After his impressive performance in Week 2, Melvin will most likely guard Miami’s leading wide receiver, Danny Amendola. Most known for his play with the Patriots, Amendola is small, shifty, and easy to lose in crossing routes. Despite being the team’s receiving leader, Amendola tallied only eight catches this season. In addition, among starting quarterbacks, Tannehill owns one of the lowest pass attempts per game averages. However, the Dolphins may call for Tannehill to throw more if they trail. While he may have his hands full, Melvin should be able to keep up with and shut down the catalyst of the Miami Dolphins’ passing game.
In Week 4, Melvin should square off against Jarvis Landry and Tyrod Taylor. While Taylor netted almost 450 yards this season, he connected on a 53% completion rate. Also, he only threw two touchdowns.

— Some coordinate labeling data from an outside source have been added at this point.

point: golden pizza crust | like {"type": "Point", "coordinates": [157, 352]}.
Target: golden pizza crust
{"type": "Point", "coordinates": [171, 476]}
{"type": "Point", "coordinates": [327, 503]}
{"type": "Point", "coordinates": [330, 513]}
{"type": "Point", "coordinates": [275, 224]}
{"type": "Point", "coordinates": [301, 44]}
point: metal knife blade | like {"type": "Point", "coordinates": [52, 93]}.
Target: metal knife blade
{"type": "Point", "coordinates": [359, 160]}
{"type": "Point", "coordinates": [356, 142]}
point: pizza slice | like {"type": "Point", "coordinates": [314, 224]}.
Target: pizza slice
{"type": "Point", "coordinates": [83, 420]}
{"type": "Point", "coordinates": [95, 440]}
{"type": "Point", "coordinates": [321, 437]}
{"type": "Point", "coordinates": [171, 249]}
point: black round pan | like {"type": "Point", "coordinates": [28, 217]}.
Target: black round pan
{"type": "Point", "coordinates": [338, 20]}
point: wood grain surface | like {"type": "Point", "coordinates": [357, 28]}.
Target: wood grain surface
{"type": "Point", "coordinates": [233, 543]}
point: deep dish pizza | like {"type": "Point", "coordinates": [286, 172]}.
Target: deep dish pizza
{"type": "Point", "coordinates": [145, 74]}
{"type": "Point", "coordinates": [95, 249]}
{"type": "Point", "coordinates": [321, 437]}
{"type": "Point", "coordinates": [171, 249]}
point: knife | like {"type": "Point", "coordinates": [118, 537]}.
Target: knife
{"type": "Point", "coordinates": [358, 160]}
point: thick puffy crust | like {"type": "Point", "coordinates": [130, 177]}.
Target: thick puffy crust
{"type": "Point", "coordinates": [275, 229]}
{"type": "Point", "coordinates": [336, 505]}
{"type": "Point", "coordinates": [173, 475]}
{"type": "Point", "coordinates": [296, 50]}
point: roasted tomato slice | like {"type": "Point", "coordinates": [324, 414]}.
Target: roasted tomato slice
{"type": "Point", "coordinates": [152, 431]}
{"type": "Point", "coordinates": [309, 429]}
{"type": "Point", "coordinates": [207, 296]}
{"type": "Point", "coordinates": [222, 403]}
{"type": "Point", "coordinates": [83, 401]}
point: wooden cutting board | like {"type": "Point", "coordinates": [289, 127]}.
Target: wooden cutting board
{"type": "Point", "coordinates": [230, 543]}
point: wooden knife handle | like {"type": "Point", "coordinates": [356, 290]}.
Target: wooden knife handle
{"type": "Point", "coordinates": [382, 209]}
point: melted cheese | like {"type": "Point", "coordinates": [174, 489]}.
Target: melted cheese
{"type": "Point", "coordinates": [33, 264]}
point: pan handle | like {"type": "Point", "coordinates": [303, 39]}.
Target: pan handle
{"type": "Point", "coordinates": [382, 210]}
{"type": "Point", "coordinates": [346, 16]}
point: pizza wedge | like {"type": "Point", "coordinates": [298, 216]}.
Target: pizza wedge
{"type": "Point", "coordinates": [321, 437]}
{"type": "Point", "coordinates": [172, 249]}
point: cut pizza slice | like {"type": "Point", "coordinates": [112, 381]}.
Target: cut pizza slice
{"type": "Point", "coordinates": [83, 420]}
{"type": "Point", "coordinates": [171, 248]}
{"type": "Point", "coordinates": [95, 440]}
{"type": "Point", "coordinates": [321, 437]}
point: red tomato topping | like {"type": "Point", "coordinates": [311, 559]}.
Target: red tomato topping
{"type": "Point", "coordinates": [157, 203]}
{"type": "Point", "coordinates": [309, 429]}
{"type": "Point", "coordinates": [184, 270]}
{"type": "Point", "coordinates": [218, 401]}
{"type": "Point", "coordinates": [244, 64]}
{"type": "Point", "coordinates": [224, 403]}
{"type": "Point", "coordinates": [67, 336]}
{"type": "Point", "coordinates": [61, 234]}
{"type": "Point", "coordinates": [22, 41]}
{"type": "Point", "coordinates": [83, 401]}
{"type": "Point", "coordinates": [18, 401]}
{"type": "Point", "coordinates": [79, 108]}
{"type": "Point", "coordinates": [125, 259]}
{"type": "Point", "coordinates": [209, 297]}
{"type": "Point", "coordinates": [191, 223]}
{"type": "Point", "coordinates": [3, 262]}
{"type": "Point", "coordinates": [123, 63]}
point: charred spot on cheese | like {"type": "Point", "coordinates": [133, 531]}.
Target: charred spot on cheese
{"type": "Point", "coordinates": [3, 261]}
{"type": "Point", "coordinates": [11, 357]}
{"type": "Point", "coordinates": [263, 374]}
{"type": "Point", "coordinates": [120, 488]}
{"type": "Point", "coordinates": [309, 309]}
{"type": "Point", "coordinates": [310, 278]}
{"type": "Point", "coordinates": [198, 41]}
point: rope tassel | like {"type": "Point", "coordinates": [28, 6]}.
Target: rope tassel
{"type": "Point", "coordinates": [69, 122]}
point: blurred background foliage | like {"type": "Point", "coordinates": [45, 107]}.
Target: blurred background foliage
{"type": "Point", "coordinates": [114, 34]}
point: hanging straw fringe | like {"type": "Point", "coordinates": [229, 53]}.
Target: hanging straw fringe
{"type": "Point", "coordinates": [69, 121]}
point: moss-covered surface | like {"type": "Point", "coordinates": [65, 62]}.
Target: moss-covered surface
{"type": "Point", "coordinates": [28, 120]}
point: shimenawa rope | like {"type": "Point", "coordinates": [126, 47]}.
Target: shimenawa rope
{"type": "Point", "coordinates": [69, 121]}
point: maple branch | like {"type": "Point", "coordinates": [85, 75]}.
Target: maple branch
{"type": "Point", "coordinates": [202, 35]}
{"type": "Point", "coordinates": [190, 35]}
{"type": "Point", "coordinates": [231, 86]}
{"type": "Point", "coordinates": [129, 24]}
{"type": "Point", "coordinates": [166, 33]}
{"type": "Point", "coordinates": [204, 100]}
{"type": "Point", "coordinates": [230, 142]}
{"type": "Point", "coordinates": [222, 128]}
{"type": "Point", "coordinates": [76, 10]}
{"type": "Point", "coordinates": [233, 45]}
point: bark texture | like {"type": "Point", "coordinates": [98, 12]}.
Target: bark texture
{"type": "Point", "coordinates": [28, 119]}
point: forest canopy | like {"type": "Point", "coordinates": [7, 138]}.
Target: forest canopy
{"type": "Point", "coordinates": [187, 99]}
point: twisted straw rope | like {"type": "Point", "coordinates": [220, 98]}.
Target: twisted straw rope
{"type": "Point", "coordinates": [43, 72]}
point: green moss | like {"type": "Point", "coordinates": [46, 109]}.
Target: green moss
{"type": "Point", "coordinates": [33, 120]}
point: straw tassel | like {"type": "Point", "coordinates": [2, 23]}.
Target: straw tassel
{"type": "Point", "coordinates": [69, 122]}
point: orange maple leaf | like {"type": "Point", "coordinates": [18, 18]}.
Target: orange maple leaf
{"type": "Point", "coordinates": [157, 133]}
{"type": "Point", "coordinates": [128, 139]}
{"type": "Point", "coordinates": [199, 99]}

Landry ranks in the top 15 receivers in the league in receiving yards. Howveer, he only ranks in the top 30 in YPC. Like guarding Amendola, Melvin will find himself cagainst short passing routes and will have to make tackles quickly to prevent Landry from using his impressive speed to turn a five-yard comeback into a 60-yard touchdown. If Melvin can keep Landry in front of him, he can slow down Tyrod Taylor’s pass progressions. Hopefully, this could allow even the most disappointing pass rushes to apply pressure.